Dans un passage des Cahiers de prison (Q9.§69) qui s’inscrit dans les réflexions sur Machiavel, Gramsci écrit :
(Nombre et qualité dans les régimes représentatifs). L’un des clichés les plus banals que l’on répète contre le système électif de formation des organes de l’État est que « le nombre y est la loi suprême » et que « l’opinion de n’importe quel imbécile sachant écrire (et même d’un analphabète, dans certains pays) est valable pour déterminer le cours politique de l’État », (Les formulations sont nombreuses, certaines même plus heureuses que celle citée, qui est de Mario da Silva, dans la « Critica Fascista » du 15 août 1932, mais le contenu est toujours le même). Il n’est certainement pas vrai que les chiffres sont la loi suprême ni que le poids de l’opinion de chaque électeur est « exactement » égal. Les nombres, encore une fois, ne sont qu’une valeur instrumentale, donnant une mesure et un rapport et rien de plus. Et que mesure-t-on alors ? On mesure précisément l’efficacité et la capacité d’expansion et de persuasion des opinions du petit nombre, des minorités actives, des élites, de l’avant-garde, etc. etc., c’est-à-dire leur rationalité ou leur historicité ou leur fonctionnalité concrète. Cela signifie également qu’il n’est pas vrai que le poids des opinions des individus est exactement égal. Les idées et les opinions ne naissent pas spontanément dans le cerveau de chaque individu : elles avaient un centre d’irradiation et de diffusion, un groupe d’hommes ou même un homme isolé qui les élaborait et les présentait sous leur forme politique actuelle. Le nombre de « votes » est la manifestation finale d’un long processus dans lequel la plus grande influence appartient à ceux qui « consacrent leurs meilleures forces à l’État et à la nation » (quand ils le font). Si ces prétendus optimistes, malgré les forces matérielles illimitées qu'ils possèdent, n’ont pas le consentement des majorités, ils doivent être jugés ineptes et non représentatifs des intérêts « nationaux », qui ne peuvent que prévaloir pour induire les volontés dans une direction plutôt qu’une autre. Malheureusement, chacun est enclin à confondre son intérêt particulier avec l’intérêt national et trouve donc horrible que ce soit la « loi du nombre » qui décide.

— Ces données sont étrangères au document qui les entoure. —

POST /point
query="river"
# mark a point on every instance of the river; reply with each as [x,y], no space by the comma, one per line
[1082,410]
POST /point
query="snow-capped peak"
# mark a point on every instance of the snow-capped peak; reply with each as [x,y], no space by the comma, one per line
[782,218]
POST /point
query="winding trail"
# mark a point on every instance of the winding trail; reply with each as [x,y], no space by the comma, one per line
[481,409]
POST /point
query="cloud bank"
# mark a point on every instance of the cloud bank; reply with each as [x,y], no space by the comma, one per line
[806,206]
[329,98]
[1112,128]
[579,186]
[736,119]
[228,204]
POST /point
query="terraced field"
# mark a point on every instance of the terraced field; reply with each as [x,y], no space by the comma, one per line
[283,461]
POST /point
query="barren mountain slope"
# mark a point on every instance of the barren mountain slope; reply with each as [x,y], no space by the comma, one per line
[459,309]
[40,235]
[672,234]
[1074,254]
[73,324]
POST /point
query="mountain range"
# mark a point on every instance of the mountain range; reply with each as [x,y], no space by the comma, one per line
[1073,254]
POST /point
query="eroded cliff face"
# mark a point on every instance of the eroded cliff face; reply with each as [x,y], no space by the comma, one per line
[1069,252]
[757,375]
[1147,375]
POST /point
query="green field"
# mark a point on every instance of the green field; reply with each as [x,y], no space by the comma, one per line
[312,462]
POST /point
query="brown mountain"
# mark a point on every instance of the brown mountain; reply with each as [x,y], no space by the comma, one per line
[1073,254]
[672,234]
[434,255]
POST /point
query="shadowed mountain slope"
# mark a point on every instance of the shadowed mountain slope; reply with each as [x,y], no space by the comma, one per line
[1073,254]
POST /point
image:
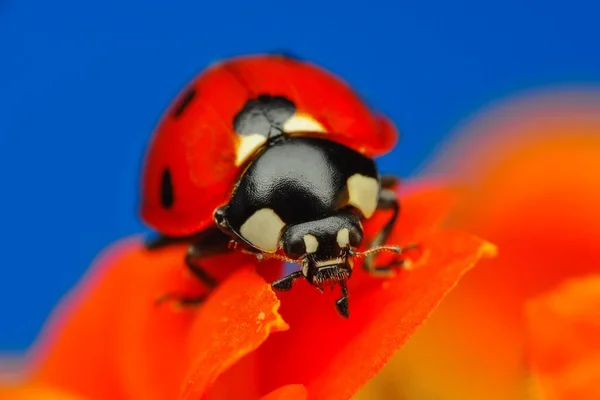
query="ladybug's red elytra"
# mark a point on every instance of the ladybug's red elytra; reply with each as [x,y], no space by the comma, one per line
[274,154]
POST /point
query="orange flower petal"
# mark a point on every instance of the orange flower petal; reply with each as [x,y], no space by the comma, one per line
[534,166]
[564,340]
[289,392]
[238,317]
[35,392]
[113,340]
[334,357]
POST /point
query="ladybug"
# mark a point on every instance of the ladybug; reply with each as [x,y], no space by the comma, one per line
[276,155]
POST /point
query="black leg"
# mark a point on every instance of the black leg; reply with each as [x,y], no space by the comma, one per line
[204,244]
[342,302]
[285,283]
[387,201]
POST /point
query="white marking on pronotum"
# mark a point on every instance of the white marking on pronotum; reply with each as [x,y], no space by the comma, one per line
[247,146]
[343,237]
[363,192]
[310,243]
[303,123]
[263,229]
[332,261]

Il y a dans ce passage de Gramsci une bonne dose d’ironie,
notamment quand il parle des hommes « consacrent leurs meilleures forces à l’État
et à la nation ». L’enthousiasme ou le désappointement à l’égard des élections
sont renvoyés dos à dos. Car les élections ne décident de rien. Elles ne font que
traduire en nombres l’activité des « minorités actives », celles qui
contribuent à faire naître certaines idées dans les cervelles des citoyens.
Si on revient une minute à la situation française, au moment
où ces lignes sont écrites, c’est-à-dire à la veille d’élections indécises, il
est bon de méditer Gramsci. Le résultat des élections est la mesure de l’activité
des divers groupes politiques et donc des diverses fractions de classes
sociales. Les « combines » n’y feront rien. L’important, ce sont les idées qui
se sont emparées des masses… ou les ont laissées indifférentes. Les sondages
nous donnent, au coude à coude, deux groupes à 28 % chacun sur une base
électorale très réduite, puisque plus de la moitié des électeurs potentiels ont
l’intention de rester chez eux. Bref, en gros le vainqueur pourra se prévaloir
du soutien du quart de la moitié des citoyens ! voilà qui indique assez
clairement l’état des pensées, par-delà tout fétichisme électoral.
Ce qui est dramatiquement absent, c’est le travail de fond
par lequel se forge une conscience politique. La démocratie athénienne était le
régime de citoyens qui se rendaient massivement aux assemblées, qui
participaient à toutes sortes de comités de dème, notamment sur le plan judiciaire,
et qui se cultivaient en se rendant au théâtre pour assister aux
représentations de Sophocle ou d’Aristophane. Sous les républiques précédant l’actuelle,
les partis dits « ouvriers » avaient d’innombrables relais, du bistrot du coin
jusqu’aux associations d’éducation populaire en passant par les clubs sportifs
et les philharmonies. Plus rien de tout cela n’existe. Les « loisirs » ont tout
absorbé.
Gramsci faisait du parti (le sien, le parti communiste) le « prince »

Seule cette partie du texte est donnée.